Jr.Honors/All-State Information

The auditions have three musical components:

  • The Prepared Piece: This is usually a technical etude or study piece from the Rubank Advanced Method or some similar book.  

  • Scales: Each student will be asked to perform a one octave chromatic scale, except for flute and clarinet players who will perform a two octave chromatic scale. Also, they will need to know the major scales up to 4 sharps and 4 flats. (C, G, D, A, E, F, Bb, Eb, Ab,) in a sixteenth pattern at a metronome marking of a quarter note = 72. All scales are played ascending and descending one octave, except flute, clarinet and keyboard percussion. These instruments shall perform two octaves.

  • Sight Reading: students will be asked to perform a short (approximately 16 measures) excerpt for the judges with only a minute or so to prepare.


What Happens at the Audition?
Students will be given a specific audition time a couple of weeks prior to the audition.
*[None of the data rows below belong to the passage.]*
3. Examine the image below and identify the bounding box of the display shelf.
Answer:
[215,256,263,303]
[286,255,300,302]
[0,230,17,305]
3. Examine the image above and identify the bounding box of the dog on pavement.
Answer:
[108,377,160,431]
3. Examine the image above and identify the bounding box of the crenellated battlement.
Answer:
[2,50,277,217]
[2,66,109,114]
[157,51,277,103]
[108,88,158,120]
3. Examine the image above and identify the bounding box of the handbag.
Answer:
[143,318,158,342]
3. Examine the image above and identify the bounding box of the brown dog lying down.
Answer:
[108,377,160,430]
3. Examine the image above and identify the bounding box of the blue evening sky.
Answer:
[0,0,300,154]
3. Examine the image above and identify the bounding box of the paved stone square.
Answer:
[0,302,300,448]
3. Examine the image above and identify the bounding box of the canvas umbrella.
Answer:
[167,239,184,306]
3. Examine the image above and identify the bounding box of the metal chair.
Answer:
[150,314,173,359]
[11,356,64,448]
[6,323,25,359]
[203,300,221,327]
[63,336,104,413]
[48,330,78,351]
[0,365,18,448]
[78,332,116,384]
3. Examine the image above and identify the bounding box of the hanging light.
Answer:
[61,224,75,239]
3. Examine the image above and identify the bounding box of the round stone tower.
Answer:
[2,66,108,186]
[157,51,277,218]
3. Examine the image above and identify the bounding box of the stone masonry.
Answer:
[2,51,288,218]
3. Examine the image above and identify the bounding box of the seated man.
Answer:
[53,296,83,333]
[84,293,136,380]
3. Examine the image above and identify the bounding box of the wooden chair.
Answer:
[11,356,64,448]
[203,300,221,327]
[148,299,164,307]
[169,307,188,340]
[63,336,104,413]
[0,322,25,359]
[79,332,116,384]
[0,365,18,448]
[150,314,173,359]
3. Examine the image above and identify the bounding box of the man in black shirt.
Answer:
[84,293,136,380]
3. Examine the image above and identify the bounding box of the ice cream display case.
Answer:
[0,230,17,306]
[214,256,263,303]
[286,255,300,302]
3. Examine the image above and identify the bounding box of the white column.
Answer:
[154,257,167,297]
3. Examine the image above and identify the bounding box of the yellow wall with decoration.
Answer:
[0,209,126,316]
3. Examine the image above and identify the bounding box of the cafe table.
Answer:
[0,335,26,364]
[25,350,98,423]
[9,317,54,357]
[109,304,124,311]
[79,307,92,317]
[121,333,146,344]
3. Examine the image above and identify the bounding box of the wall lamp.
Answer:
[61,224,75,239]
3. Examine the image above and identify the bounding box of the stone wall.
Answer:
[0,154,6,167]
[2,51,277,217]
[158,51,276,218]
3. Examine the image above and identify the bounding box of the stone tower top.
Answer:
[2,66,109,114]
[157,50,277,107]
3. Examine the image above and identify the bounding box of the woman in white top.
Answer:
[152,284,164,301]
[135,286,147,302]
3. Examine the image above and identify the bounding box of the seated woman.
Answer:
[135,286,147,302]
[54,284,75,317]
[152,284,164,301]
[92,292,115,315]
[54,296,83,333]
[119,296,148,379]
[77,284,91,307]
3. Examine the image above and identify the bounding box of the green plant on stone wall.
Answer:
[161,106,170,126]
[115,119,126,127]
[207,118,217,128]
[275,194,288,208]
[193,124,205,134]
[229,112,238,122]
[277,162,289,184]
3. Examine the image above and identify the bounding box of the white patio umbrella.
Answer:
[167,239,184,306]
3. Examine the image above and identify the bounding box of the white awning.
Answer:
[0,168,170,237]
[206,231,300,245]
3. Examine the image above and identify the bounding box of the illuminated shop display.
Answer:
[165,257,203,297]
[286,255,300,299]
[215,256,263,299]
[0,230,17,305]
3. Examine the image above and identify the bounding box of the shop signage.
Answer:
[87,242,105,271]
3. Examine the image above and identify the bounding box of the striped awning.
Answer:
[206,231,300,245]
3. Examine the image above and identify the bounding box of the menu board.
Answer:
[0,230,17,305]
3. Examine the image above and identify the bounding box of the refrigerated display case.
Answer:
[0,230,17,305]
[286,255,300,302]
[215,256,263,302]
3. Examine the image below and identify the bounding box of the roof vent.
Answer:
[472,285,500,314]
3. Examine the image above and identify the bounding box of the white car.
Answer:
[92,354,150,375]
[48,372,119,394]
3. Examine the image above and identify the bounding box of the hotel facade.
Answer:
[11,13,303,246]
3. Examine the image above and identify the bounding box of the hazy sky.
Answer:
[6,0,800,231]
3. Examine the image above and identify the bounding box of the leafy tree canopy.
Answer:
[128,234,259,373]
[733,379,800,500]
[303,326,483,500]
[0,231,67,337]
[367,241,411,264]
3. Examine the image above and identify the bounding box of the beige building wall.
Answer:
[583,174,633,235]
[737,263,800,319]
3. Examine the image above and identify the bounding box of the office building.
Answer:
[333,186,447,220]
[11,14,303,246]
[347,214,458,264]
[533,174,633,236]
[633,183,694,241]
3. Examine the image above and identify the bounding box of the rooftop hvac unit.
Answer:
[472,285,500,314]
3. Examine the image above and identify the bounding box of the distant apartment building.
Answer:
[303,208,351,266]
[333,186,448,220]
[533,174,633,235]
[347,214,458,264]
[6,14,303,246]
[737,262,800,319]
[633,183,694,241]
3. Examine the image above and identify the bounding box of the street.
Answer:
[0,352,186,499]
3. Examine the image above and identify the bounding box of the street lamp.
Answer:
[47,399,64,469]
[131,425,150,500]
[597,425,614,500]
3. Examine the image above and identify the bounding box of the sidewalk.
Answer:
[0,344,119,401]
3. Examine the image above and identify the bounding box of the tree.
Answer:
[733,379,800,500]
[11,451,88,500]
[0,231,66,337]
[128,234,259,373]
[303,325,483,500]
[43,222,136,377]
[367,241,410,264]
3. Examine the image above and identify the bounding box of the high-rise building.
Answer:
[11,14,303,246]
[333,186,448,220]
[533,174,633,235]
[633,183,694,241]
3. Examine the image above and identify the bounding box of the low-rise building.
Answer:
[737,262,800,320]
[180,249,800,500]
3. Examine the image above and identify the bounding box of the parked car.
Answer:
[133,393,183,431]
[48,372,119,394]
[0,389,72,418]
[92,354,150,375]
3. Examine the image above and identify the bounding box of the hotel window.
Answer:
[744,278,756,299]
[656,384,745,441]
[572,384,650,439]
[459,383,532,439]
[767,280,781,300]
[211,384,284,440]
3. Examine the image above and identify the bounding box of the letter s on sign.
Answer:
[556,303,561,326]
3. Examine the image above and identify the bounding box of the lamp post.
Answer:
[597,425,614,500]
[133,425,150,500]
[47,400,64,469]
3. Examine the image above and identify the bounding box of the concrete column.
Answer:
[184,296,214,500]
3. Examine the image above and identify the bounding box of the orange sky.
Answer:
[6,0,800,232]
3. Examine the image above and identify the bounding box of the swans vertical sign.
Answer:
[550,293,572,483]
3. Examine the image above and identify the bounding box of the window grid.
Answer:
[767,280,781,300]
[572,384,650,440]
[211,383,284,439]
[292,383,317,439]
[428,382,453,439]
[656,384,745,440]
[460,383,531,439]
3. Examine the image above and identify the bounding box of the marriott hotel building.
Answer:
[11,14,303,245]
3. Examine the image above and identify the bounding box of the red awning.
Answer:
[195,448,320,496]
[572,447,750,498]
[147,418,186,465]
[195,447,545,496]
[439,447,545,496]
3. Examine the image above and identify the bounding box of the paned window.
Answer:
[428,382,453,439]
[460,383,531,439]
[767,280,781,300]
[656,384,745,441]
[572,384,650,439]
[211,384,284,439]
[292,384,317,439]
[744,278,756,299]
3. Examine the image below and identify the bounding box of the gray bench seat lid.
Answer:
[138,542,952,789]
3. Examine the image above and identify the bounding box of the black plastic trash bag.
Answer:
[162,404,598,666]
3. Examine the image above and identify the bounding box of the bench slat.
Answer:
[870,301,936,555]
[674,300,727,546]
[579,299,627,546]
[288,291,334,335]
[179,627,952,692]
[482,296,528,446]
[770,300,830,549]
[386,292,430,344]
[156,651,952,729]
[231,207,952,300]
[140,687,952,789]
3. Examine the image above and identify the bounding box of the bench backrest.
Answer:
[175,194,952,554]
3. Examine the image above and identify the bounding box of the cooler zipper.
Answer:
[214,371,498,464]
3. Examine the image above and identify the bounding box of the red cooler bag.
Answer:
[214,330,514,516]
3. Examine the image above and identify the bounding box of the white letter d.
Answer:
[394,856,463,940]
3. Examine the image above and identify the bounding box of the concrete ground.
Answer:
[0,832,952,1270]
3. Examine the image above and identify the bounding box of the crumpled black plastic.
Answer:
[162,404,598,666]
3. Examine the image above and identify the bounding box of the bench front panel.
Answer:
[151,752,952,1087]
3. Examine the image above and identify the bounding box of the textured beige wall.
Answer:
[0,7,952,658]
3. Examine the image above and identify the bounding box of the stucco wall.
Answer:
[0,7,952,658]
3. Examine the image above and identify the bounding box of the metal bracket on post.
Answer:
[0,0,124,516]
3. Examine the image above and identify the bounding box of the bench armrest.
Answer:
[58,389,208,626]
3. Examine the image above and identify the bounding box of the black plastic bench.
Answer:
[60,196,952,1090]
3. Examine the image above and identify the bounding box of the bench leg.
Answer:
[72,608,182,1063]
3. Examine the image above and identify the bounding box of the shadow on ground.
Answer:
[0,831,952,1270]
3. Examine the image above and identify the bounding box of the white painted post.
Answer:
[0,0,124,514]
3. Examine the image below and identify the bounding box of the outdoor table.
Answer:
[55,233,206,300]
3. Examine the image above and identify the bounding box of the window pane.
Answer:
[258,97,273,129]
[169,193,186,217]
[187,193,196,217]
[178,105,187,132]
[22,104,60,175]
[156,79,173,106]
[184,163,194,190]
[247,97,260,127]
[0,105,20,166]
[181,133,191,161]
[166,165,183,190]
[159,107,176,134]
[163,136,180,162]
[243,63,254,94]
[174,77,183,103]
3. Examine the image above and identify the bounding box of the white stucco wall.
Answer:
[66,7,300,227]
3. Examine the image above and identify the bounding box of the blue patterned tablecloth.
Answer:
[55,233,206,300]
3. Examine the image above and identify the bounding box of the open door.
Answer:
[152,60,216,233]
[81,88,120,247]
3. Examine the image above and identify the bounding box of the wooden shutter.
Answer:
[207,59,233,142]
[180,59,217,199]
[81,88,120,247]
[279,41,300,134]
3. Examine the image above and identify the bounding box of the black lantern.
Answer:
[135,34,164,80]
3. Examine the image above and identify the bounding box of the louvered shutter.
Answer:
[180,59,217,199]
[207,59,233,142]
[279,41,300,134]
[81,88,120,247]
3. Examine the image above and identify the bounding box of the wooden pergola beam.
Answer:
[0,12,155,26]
The times are sent to the school director from the audition coordinators. Students should plan on arriving at the audition location about an hour before their scheduled time. Do not wear anything that identifies your home school, director or private teacher.

They will check in at a reception desk and be escorted to a group warm-up room. This is usually the cafeteria or gymnasium where all of the auditioning students are running through their pieces one last time and getting ready to audition.

When it is about ten or fifteen minutes before your audition time, students should go to the assigned audition room with everything needed. You will then stand outside the audition room for up to ten minutes as the person before you finishes their audition. Make no noise in the halls, keep your reeds wet and silently.blow warm air through your instrument The audition room is often just a classroom with the desks pushed to one side. There will be a chair and a stand waiting for you, and two judges seated at desks in front of you. One of the judges will invite you inside and probably ask if you would like to play a few warm-up notes. Go ahead and play anything you like that highlights your sound and gives you confidence. Do not play directly towards the judges. Give yourself some space between you and the judges-this will let the judges hear your best tone. You will be asked for either your scales or your prepared piece. The last thing is usually the sight-reading.

The whole process takes about six minutes. Because there are usually so many flute, and clarinet auditionees, there is a Finals Room (trumpet also at All-State). If you are a flute, or clarinet (trumpet) player, you should be prepared to stay up to 45 minutes longer so that you can repeat the audition process in the Finals Room. Assuming that your first audition goes well, the judges will invite you to the Finals Room where you play the audition again for two different judges. The highest scoring auditioners from the Finals Room will then be asked to participate in the band. The audition results are mailed to your band director about a month after the audition.

Being selected for All County and All-State Band is a true honor and can be a life-changing event. Prepare well!